Comunque, la soglia oltre la quale l’impresa difficilmente può spingersi è quella dei 15mila euro: qui la spesa effettiva per il cliente che scegliesse la strada del 36% sarebbe di 11.390 euro e l’impresa dovrebbe offrire uno sconto del 24,07%, pari in molti casi al suo stesso vantaggio.

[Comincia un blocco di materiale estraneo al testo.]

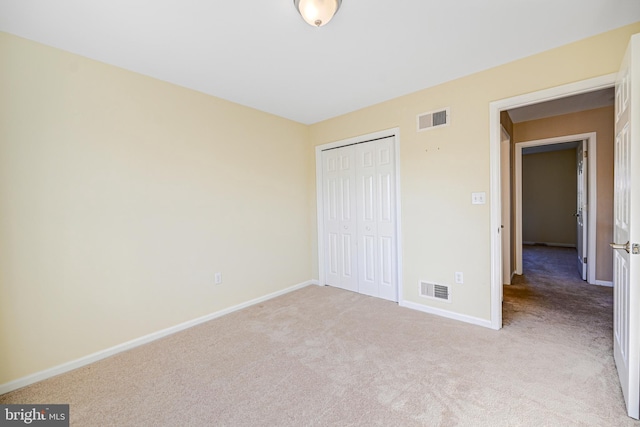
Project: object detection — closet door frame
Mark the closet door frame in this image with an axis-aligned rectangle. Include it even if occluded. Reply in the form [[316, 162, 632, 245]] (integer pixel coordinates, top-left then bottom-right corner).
[[316, 128, 403, 302]]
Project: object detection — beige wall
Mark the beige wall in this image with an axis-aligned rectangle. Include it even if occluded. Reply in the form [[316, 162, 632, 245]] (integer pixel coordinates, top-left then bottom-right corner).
[[514, 107, 614, 281], [309, 23, 640, 320], [0, 33, 311, 384], [0, 23, 640, 383], [522, 149, 577, 246]]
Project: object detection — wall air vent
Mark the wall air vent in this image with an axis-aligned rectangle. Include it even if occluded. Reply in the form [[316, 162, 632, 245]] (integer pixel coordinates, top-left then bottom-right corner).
[[418, 107, 450, 132], [420, 281, 451, 302]]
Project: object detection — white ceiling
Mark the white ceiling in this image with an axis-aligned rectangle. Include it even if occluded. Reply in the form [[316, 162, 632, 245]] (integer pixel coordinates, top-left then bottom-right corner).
[[0, 0, 640, 124]]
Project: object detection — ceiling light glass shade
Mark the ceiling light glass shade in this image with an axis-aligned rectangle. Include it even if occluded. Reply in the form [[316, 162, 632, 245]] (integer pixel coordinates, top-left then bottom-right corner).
[[293, 0, 342, 27]]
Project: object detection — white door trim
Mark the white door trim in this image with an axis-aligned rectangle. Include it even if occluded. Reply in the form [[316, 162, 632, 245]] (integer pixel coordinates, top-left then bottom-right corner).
[[500, 126, 514, 285], [489, 73, 616, 329], [316, 127, 403, 301], [514, 132, 598, 284]]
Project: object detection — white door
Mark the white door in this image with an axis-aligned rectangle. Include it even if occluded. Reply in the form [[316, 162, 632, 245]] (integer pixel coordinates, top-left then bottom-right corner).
[[322, 147, 358, 291], [355, 137, 398, 301], [576, 141, 588, 280], [612, 34, 640, 419], [322, 137, 398, 301]]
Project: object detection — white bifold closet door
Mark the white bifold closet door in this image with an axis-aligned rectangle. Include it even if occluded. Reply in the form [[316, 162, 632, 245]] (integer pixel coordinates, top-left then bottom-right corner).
[[322, 137, 398, 301]]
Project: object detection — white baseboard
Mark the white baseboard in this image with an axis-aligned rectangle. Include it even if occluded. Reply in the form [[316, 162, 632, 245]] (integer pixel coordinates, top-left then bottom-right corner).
[[593, 280, 613, 288], [399, 300, 491, 329], [0, 280, 318, 395]]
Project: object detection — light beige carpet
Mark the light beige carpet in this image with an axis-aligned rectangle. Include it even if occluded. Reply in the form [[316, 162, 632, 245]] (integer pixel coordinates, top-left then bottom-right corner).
[[0, 248, 640, 426]]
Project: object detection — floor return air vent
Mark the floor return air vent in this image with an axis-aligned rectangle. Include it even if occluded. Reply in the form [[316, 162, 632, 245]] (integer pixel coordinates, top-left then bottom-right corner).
[[420, 281, 451, 302]]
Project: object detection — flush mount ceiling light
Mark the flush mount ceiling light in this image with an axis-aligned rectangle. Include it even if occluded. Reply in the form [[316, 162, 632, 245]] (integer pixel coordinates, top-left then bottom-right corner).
[[293, 0, 342, 27]]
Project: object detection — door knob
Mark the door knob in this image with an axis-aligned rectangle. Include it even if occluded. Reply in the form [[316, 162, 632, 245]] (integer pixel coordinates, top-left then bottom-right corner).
[[609, 242, 631, 253]]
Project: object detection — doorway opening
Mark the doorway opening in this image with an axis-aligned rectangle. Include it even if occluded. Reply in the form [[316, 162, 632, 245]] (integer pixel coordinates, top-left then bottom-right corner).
[[489, 74, 616, 329], [513, 132, 598, 284]]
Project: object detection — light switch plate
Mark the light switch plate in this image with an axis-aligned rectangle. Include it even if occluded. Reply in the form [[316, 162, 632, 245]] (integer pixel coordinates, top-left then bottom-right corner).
[[471, 191, 487, 205]]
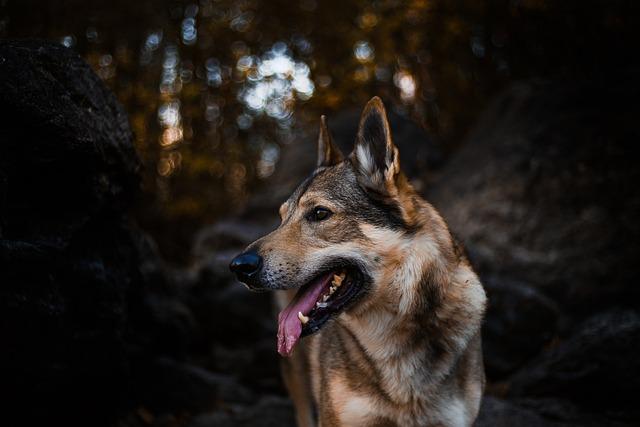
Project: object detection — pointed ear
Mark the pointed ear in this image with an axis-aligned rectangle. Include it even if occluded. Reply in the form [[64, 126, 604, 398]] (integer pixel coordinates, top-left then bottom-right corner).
[[350, 96, 400, 195], [317, 116, 344, 167]]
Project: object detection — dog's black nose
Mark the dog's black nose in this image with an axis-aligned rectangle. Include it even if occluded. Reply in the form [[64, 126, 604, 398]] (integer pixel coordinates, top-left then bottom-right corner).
[[229, 251, 262, 283]]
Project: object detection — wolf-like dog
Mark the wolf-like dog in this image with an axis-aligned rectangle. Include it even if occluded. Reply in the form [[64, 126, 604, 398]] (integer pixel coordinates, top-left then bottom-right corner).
[[230, 97, 486, 427]]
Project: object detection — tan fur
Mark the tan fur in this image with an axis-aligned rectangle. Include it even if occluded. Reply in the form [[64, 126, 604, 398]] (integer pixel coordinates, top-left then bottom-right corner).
[[246, 98, 486, 427]]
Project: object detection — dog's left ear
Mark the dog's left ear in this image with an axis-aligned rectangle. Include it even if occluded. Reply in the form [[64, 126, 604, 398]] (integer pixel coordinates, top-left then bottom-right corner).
[[349, 96, 400, 195], [316, 116, 343, 168]]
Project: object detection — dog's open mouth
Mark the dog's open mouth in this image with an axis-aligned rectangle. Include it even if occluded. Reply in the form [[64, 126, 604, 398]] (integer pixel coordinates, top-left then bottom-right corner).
[[278, 267, 364, 356]]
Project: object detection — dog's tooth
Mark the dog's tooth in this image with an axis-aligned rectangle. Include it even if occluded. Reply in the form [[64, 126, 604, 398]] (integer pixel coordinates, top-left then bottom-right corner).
[[298, 311, 309, 325]]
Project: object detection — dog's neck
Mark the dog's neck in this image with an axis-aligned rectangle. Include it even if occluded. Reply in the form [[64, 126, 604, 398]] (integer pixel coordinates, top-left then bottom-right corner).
[[341, 226, 484, 404]]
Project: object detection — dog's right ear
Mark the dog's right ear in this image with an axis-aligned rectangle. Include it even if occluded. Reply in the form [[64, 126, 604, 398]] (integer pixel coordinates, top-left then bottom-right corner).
[[316, 115, 344, 168]]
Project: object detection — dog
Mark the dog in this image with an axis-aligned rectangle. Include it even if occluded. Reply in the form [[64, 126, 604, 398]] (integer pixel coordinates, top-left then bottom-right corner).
[[230, 97, 486, 427]]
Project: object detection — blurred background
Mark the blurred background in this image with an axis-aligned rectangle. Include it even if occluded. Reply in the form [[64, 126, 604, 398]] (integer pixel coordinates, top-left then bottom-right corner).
[[0, 0, 640, 426]]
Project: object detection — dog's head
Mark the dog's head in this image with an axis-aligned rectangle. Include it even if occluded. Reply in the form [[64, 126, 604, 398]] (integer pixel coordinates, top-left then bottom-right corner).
[[230, 97, 424, 355]]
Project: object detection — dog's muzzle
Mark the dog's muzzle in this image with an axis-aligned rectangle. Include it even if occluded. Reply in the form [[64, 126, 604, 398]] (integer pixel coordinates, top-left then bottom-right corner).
[[229, 251, 262, 289]]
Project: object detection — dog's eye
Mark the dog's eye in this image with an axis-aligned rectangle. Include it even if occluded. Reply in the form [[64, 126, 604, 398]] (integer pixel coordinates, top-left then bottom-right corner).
[[309, 206, 331, 221]]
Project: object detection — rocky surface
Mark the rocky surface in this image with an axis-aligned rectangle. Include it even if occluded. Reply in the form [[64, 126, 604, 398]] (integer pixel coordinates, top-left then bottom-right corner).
[[427, 78, 640, 426], [0, 41, 640, 427]]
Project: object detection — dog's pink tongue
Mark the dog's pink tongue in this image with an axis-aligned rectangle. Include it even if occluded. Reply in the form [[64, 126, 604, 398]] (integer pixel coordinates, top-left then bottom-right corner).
[[278, 273, 333, 356]]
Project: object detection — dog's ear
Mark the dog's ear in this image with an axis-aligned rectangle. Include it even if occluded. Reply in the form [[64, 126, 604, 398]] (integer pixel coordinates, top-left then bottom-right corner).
[[317, 116, 344, 167], [350, 96, 400, 195]]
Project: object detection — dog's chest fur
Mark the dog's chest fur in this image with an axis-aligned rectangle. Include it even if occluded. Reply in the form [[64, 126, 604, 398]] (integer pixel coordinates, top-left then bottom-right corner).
[[285, 265, 484, 427]]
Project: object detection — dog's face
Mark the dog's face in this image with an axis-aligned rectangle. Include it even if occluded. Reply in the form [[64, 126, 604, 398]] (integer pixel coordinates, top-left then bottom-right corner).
[[231, 98, 414, 355]]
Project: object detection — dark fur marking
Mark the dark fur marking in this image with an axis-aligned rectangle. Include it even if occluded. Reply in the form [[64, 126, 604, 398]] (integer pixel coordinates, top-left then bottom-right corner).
[[307, 160, 413, 232], [360, 109, 387, 171]]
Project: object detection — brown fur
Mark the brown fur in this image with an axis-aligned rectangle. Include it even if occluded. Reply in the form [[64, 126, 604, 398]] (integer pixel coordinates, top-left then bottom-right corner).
[[240, 98, 486, 427]]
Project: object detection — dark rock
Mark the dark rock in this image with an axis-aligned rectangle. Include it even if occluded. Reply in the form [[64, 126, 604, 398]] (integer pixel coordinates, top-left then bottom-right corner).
[[474, 397, 570, 427], [509, 310, 640, 422], [189, 396, 295, 427], [482, 278, 560, 379], [0, 41, 140, 247], [0, 41, 158, 426], [474, 396, 630, 427], [429, 78, 640, 317]]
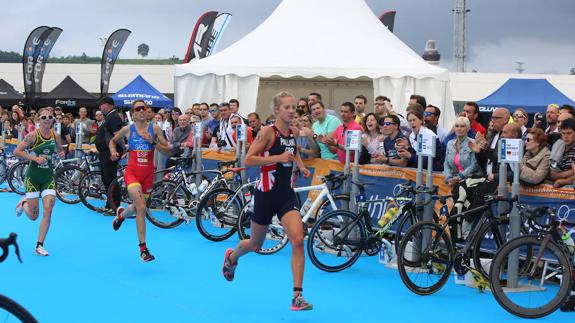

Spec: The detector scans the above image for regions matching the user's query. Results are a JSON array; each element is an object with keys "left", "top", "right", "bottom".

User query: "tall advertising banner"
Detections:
[
  {"left": 32, "top": 27, "right": 62, "bottom": 96},
  {"left": 100, "top": 29, "right": 132, "bottom": 96},
  {"left": 184, "top": 11, "right": 232, "bottom": 63},
  {"left": 22, "top": 26, "right": 52, "bottom": 108}
]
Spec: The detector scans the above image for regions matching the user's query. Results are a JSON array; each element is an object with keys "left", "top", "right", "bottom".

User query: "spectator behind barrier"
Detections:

facile quindi capire come gli sconti proposti dalle imprese che operano in nero non possano quasi mai essere in grado di pareggiare quelli del Fisco (a parte ogni altra considerazione sulla sicurezza e la qualità dei lavori). I clienti che ci cascano lo fanno perché, spinti dalla necessità di contenere le spese, scelgono di barattare uno sconto futuro (e maggiore) con uno immediato ( e minore). Oppure, semplicemente, perché sbagliano a valutare la soglia della propria convenienza • IL BONUS VERDE TAGLIA IL TRAGUARDO DEI 3,4 MILIARDI - La paura di perdere la detrazione ha regalato al 55% un anno da record. Nel 2008 sono state inviate all’Enea 240mila pratiche, cui corrispondo interventi agevolati per un valore stimato di 3,4 miliardi di euro. Una cifra enorme e decisamente superiore a tutte le previsioni: l’anno precedente, solo per avere un termine di paragone, le pratiche erano state 106mila, per un importo di 1,5 miliardi.

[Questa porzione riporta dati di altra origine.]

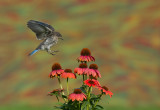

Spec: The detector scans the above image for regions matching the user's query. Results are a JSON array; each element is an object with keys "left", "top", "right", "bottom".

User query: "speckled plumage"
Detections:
[{"left": 27, "top": 20, "right": 63, "bottom": 56}]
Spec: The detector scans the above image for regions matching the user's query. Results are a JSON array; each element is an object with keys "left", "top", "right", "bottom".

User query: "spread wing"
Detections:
[{"left": 27, "top": 20, "right": 54, "bottom": 40}]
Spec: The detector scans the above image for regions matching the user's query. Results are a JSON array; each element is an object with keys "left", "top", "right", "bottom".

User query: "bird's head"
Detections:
[{"left": 55, "top": 32, "right": 63, "bottom": 40}]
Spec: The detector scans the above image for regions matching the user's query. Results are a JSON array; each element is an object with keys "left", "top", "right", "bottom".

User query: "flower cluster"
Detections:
[{"left": 48, "top": 48, "right": 113, "bottom": 110}]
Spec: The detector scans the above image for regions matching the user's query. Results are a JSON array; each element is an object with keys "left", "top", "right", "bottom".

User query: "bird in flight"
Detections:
[{"left": 27, "top": 20, "right": 63, "bottom": 56}]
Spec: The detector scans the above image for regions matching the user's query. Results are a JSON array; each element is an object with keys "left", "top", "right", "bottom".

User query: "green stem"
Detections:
[
  {"left": 93, "top": 94, "right": 103, "bottom": 110},
  {"left": 87, "top": 87, "right": 92, "bottom": 110},
  {"left": 78, "top": 101, "right": 81, "bottom": 110},
  {"left": 57, "top": 76, "right": 66, "bottom": 102},
  {"left": 56, "top": 96, "right": 59, "bottom": 102},
  {"left": 67, "top": 78, "right": 69, "bottom": 95},
  {"left": 83, "top": 74, "right": 84, "bottom": 84}
]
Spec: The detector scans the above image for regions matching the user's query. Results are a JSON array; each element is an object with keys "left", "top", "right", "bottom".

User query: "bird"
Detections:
[{"left": 27, "top": 20, "right": 63, "bottom": 56}]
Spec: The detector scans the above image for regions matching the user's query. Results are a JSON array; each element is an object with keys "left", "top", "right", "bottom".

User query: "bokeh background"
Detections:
[{"left": 0, "top": 0, "right": 160, "bottom": 110}]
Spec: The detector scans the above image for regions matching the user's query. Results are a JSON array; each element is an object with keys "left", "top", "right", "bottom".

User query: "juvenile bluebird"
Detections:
[{"left": 27, "top": 20, "right": 63, "bottom": 56}]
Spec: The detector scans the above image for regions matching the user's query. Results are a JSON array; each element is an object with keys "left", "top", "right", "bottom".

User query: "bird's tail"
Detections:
[{"left": 28, "top": 50, "right": 39, "bottom": 56}]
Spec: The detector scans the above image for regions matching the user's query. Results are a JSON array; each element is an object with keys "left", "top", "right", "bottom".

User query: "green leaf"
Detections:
[
  {"left": 81, "top": 101, "right": 89, "bottom": 110},
  {"left": 62, "top": 95, "right": 67, "bottom": 99}
]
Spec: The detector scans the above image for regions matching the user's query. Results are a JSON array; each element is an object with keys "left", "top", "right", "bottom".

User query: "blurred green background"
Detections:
[{"left": 0, "top": 0, "right": 160, "bottom": 110}]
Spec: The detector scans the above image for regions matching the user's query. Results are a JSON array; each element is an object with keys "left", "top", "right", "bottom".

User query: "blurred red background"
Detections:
[{"left": 0, "top": 0, "right": 160, "bottom": 109}]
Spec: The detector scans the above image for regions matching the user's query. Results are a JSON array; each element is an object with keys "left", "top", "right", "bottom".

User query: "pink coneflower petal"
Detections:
[
  {"left": 84, "top": 79, "right": 100, "bottom": 87},
  {"left": 68, "top": 89, "right": 86, "bottom": 101},
  {"left": 74, "top": 63, "right": 87, "bottom": 75},
  {"left": 61, "top": 69, "right": 76, "bottom": 79}
]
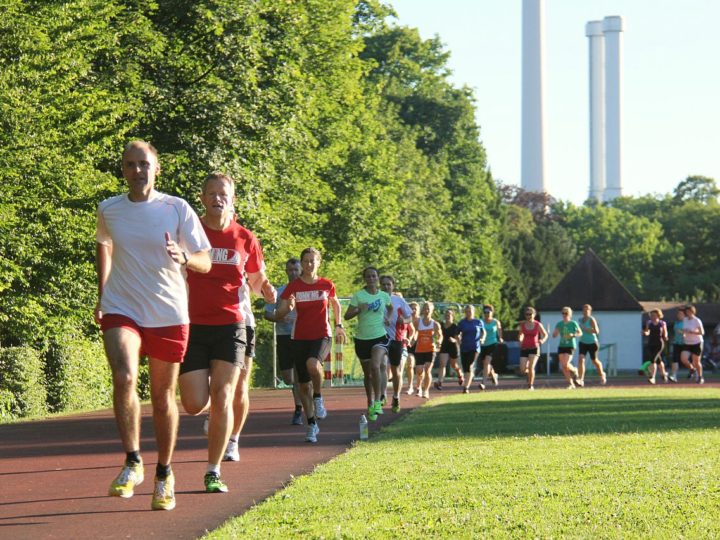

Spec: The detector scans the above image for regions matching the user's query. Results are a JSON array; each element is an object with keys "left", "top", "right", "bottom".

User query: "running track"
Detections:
[{"left": 0, "top": 377, "right": 716, "bottom": 539}]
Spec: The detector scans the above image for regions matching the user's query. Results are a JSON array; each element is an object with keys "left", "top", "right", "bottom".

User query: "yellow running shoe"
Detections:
[
  {"left": 152, "top": 473, "right": 175, "bottom": 510},
  {"left": 108, "top": 461, "right": 145, "bottom": 499}
]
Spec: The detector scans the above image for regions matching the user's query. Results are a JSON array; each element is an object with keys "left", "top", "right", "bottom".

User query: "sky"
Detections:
[{"left": 386, "top": 0, "right": 720, "bottom": 204}]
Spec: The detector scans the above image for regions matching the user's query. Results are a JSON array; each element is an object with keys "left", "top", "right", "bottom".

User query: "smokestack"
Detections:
[
  {"left": 585, "top": 21, "right": 605, "bottom": 201},
  {"left": 521, "top": 0, "right": 547, "bottom": 192},
  {"left": 603, "top": 16, "right": 623, "bottom": 201}
]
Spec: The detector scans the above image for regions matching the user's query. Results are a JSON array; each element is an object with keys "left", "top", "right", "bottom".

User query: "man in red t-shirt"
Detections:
[{"left": 179, "top": 173, "right": 276, "bottom": 493}]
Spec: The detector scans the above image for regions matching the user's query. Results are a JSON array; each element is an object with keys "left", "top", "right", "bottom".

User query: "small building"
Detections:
[{"left": 537, "top": 249, "right": 644, "bottom": 374}]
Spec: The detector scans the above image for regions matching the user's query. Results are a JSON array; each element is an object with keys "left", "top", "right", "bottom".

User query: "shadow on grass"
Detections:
[{"left": 386, "top": 397, "right": 720, "bottom": 438}]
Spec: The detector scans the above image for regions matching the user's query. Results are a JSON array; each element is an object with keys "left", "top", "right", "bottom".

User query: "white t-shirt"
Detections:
[
  {"left": 96, "top": 190, "right": 211, "bottom": 328},
  {"left": 683, "top": 317, "right": 703, "bottom": 345}
]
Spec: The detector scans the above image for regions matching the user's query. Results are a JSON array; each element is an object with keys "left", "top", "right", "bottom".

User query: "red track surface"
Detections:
[{"left": 0, "top": 377, "right": 716, "bottom": 539}]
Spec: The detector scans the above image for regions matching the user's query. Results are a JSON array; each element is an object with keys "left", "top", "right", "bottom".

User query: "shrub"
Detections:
[
  {"left": 45, "top": 338, "right": 112, "bottom": 412},
  {"left": 0, "top": 347, "right": 46, "bottom": 417}
]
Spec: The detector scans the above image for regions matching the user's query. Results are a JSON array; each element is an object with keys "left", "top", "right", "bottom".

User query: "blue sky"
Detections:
[{"left": 387, "top": 0, "right": 720, "bottom": 204}]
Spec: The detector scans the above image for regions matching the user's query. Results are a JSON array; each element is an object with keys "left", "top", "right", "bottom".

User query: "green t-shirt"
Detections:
[
  {"left": 350, "top": 289, "right": 392, "bottom": 339},
  {"left": 555, "top": 321, "right": 580, "bottom": 349}
]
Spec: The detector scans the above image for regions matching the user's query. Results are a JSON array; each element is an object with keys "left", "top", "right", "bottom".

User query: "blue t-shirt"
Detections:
[{"left": 457, "top": 318, "right": 485, "bottom": 352}]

La storia è nota, almeno tra gli addetti ai lavori. Sul finire dell’anno scorso,quando il ministro dell’Economia, Giulio Tremonti, aveva annunciato una stretta sul bonus, migliaia di contribuenti si sono affrettati a concludere i lavori e a saldare il conto con bonifico. La stretta, poi, non c’è stata,e la detrazione è stata prorogata fino al 31 dicembre 2010. Ma tanto è bastato a scatenare il boom di detrazioni.
«I dati sono ancora preliminari, ma ci consentono di dire che siamo arrivati a circa 240mila pratiche relative ai lavori svolti nel 2008», spiega Giampaolo Valentini, che guida il gruppo di lavoro efficienza energetica dell’Enea.
Il dato complessivo comprende innanzitutto 127mila pratiche semplificate relative a finestre e pannelli solari (una nuova procedura introdotta dal 2008). Il resto, invece, è costituito da 101mila pratiche standard relative alle altre tipologie di interventi (caldaie, coibentazioni e riqualificazioni globali) e da 12mila pratiche inviate per posta (un’opzione percorribile nei periodi in cui il sito dell’Enea non è ancora disponibile, di solito prima del 30 aprile di ogni anno).
«Da questi numeri bisognerà poi escludere le pratiche non corrette – prosegue Valentini – ma si tratta di piccole cifre: l’1,5% per le pratiche standard e una percentuale trascurabile per quelle semplificate, segno che la nuova formula non ha riservato particolari difficoltà agli utenti».
Partendo dai dati preliminari dell’Enea, è possibile stimare il valore complessivo dei lavori e, di conseguenza, il peso del bonus per il Fisco. Ipotizzando un importo medio dei lavori in linea con quello del 2007 – 14.135 euro comprensivi di spese professionali – si arriva a un totale di 3,4 miliardi. E da qui non è difficile calcolare l’esborso per il Fisco.
La detrazione sulle spese sostenute nel 2008, infatti, può essere divisa da tre a dieci rate annuali a scelta del contribuente (diversamente da quelle sostenute nel 2009, per le quali la ripartizione avverrà per tutti in cinque rate). Se tutti scegliessero la formula breve – tre rate – le detrazioni portate in dichiarazione nel 2009 sarebbero pari a 622 milioni di euro. Al contrario, se tutti optassero per la detrazione lunga – dieci rate ”l’ammontare annuo del bonus scenderebbe a 186 milioni.
Il valore reale si collocherà tra questi due estremi, e sarà probabilmente più vicino a 622 milioni, dato che la maggior parte dei contribuenti, a meno di problemi di incapienza, sceglierà di massimizzare subito lo sconto. E a questo importo bisognerà aggiungere la seconda rata delle detrazioni per le spese sostenute nel 2007 (quando la ripartizione era fissa in tre anni): altri 274 milioni di sconto a carico del Fisco.